A Revocable Living Trust is neither better nor worse for avoiding estate taxes than a Will. Anything that can be done in a Revocable Living Trust to avoid estate taxes can also be done in a Will. This misconception probably arises from the fact that trusts are often used to avoid paying estate taxes (such as disclaimer trusts, charitable remainder trusts and Crummy trusts). But just as these trusts can be created inside of a Revocable Living Trust, they can also be created inside of a Will. (Trusts that are built into Will are called “testamentary trusts” and are very common.)
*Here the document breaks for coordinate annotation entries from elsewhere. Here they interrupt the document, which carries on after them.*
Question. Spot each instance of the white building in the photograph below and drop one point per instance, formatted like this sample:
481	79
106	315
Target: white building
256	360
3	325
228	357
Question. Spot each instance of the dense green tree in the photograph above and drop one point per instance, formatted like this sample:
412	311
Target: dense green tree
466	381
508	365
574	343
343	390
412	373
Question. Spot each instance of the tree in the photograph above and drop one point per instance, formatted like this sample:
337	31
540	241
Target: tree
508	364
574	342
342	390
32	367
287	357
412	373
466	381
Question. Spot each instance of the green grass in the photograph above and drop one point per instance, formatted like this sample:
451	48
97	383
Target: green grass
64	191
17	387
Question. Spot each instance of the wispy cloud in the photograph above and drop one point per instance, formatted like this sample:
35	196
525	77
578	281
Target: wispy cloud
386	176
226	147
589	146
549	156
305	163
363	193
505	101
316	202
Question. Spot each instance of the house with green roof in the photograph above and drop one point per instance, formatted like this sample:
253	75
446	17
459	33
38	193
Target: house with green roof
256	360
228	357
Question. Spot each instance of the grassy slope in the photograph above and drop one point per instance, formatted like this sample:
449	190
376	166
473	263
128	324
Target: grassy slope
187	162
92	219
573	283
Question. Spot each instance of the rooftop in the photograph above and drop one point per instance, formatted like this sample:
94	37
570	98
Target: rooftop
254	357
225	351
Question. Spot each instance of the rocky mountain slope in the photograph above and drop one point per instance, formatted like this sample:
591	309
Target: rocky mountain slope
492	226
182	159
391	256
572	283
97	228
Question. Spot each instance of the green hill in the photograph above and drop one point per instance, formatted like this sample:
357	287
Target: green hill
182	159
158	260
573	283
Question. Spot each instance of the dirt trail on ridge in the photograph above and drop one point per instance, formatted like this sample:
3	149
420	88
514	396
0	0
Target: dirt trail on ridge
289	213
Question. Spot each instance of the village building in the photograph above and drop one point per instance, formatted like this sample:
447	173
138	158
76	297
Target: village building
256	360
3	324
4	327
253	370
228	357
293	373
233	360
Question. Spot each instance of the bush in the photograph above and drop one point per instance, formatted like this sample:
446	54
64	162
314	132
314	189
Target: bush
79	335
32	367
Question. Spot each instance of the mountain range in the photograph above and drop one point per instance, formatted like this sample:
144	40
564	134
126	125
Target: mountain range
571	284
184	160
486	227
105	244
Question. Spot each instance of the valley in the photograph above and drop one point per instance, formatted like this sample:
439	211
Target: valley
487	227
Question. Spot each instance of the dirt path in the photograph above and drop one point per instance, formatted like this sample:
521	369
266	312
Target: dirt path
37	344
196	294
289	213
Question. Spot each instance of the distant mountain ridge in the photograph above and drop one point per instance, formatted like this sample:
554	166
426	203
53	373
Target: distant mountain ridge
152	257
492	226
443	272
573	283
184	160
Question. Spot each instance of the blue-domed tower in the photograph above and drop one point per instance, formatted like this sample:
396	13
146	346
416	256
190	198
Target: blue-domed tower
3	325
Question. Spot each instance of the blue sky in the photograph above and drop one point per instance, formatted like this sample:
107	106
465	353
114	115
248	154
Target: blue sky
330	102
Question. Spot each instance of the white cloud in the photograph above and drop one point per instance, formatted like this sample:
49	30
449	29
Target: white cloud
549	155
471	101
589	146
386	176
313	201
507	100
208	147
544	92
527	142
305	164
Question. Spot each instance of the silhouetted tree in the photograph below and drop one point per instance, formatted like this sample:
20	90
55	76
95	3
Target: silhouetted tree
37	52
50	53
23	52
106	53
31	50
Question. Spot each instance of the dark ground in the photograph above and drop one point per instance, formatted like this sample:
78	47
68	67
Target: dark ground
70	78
Nor is a Revocable Living Trust any better for avoiding creditors than a Will. Neither, in fact, avoids creditors. Creditors have a period of time after a person’s death to make a claim on the decedent’s estate, and if the creditor’s claim is valid and there is sufficient money in the estate, the claim will be paid. Also, creditors can attach assets that are held in the name of a Revocable Living Trust during the trustor’s lifetime, just as they can attach assets held in a creditor’s name.
Revocable Living Trusts are not without their advantages, however. They do not have to be probated (filed with the court), which means distribution often occurs sooner than with a Will and with less cost.
The disadvantages of Revocable Living Trusts are that they cost significantly more than a simple Will (a Will without tax planning) and are more complicated because assets need to be transferred to the trust. Finally, even with a Revocable Living Trust there is still a need for a Will, called a “Pour-over Will.”
Whether you get a Will or a Revocable Living Trust, you will be way ahead of most people, who have no estate planning documents of any kind.